Contrary to reports, Fisher said, he opposition to FOMC moves was because he believed “they would do little to encourage job formation,” not for fear of inflation.

“My reluctance to support greater monetary accommodation has been based on efficacy: With businesses’ cash flow—driven by record high profits and bonus depreciation¯at an all-time high, both absolutely and as a percentage of GDP; with every survey, including those of small businesses, indicating that access to capital is widely available and attractively priced; with balance sheets having been amply reconfigured; and with bankers and nondepository financial institutions sitting on copious amounts of excess liquidity, I have argued that further accommodation was unlikely to motivate the private sector to put people back to work,” Fisher said. “It might even prove counterproductive should it give rise to fears the Fed is so hidebound by academic theory as to be blind to the practical consequences of harboring an ever-expanding balance sheet. This inevitably raises concerns we are creating distortions in the fixed income markets that inhibit proper market functioning, or concerns that¯despite our protestations to the contrary¯we are given to monetizing the government’s debt, an impulse that ultimately destroys a central bank’s credibility.”

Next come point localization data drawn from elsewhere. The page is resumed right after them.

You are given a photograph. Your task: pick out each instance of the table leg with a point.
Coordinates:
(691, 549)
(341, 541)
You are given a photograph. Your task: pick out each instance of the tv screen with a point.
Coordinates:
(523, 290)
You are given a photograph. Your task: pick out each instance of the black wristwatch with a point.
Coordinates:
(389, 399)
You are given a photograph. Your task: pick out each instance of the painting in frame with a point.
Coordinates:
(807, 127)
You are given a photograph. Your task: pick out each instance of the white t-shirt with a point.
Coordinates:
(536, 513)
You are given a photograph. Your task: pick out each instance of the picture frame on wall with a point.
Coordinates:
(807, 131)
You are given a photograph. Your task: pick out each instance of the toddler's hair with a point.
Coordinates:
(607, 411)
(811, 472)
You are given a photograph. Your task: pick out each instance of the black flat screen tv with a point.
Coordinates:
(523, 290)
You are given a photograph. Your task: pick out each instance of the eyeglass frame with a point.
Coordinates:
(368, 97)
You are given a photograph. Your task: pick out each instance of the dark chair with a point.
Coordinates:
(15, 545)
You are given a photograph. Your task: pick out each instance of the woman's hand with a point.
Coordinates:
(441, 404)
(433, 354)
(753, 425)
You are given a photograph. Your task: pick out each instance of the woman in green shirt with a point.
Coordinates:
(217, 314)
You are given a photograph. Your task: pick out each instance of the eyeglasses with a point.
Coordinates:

Nonmonetary factors, he reminded are inhibiting robust job creation. One factor is the uncertainty “about the future of final demand.” While demand has slowly increased in the U.S., events in Europe, and a slowdown in emerging economies suggest business remain cautious. Fisher added, “we are innocent bystanders” when dealing with foreign economies. “There is little we can do but pray that fiscal and monetary authorities abroad get it right. So far, their moves have been less than reassuring.”

The U.S. economy appears to be improving, he said, but they “continue to sour on the other side of the Atlantic.”

But, Fisher noted, there have been great shifts in outlook over the past year, “reflecting the obvious fact that we are in an unfamiliar and rapidly changing economic environment.” In an interview published in 2009, Fisher said, “we forecast the recovery would proceed slowly, gaining momentum over time. This is indeed what has occurred, despite the doubters and skeptics, over the past two years.”